♫ you should see me in a crown - Billie Eilish ♫
Chapitre 3.
Nova
Je relis le mail une troisième fois. Les mots sont simples, directs, presque froids : « Confirmation attendue sous 48h pour officialiser la collaboration. Merci de nous tenir informés au plus vite. » Je pourrais simplement répondre « non », fermer mon ordinateur et continuer à organiser mes événements. Mais je reste là, figée, le regard perdu dans la lumière bleue de l'écran. Tout me retient, et en même temps, tout me pousse à accepter.
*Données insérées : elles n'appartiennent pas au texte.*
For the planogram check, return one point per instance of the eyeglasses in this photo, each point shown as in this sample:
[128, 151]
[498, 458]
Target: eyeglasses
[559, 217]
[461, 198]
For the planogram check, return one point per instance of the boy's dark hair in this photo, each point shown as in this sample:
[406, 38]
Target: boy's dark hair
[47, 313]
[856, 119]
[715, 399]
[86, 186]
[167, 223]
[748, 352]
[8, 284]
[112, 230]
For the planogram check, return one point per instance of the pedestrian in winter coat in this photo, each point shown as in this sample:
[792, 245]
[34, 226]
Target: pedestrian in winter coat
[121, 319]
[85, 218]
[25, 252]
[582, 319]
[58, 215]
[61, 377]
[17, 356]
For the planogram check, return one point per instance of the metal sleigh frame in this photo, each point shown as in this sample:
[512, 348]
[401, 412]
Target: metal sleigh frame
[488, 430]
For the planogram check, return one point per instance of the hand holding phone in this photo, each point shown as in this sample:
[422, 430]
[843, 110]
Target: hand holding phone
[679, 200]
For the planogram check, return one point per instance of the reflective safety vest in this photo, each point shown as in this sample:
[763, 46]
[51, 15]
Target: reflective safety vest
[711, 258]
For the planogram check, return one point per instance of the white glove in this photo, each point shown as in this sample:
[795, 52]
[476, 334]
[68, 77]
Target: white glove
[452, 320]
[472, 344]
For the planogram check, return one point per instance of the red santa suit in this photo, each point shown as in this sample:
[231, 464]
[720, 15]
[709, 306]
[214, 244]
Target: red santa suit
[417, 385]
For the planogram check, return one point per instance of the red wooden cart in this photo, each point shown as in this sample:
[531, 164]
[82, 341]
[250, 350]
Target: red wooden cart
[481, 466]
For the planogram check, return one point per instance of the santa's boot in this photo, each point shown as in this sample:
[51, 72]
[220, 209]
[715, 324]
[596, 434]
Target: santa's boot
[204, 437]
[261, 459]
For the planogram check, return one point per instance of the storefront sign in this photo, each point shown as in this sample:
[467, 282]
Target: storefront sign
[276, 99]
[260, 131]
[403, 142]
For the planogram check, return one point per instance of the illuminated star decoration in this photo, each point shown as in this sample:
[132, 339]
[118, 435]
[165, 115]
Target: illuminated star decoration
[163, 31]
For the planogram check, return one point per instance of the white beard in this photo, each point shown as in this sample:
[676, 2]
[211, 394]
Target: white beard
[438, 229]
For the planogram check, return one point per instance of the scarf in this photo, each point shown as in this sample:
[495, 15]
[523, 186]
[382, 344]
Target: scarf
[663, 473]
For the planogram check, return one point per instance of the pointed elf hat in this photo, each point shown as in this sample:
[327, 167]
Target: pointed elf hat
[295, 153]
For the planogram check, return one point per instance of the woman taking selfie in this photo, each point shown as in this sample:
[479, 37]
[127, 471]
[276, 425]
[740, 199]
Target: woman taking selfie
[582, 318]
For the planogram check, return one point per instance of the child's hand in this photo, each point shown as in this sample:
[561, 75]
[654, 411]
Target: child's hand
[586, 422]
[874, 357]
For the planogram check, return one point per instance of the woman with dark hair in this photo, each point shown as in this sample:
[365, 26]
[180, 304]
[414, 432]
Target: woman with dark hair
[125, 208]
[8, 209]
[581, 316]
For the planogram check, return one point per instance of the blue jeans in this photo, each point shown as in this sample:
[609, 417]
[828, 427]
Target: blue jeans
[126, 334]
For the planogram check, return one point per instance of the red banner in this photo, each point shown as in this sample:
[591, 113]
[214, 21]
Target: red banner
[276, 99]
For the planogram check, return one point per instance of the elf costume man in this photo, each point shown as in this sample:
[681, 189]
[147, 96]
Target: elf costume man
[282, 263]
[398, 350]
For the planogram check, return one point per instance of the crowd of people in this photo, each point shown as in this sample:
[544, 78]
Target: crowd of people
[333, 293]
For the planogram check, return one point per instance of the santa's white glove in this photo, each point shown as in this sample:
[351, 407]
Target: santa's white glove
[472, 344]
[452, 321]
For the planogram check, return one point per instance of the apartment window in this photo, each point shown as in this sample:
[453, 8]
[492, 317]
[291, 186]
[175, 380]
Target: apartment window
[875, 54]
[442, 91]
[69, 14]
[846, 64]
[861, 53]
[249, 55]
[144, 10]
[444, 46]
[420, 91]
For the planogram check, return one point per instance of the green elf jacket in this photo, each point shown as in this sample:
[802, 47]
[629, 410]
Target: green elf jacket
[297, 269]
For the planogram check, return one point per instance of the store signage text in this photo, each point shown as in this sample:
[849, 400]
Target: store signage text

Je sais ce que ce projet représente : un vrai tremplin à une autre échelle. Ce genre de collaboration qui peut me faire franchir un cap — ou tout faire basculer.
Et c'est là que le doute s'installe. Parce que ce n'est pas un projet comme les autres.
Isaiah Graves.
Un nom qui fait vendre. Et fuir. Un nom qui divise, qui fait parler, qui traîne des rumeurs comme une seconde peau. Je n'avais pas besoin de faire de recherches. Je savais déjà très bien qui il était.
Ou du moins, ce que tout le monde voyait : les clashs en live, les annulations de dernière minute en club, les retards à répétition. Une image d'artiste instable, ingérable.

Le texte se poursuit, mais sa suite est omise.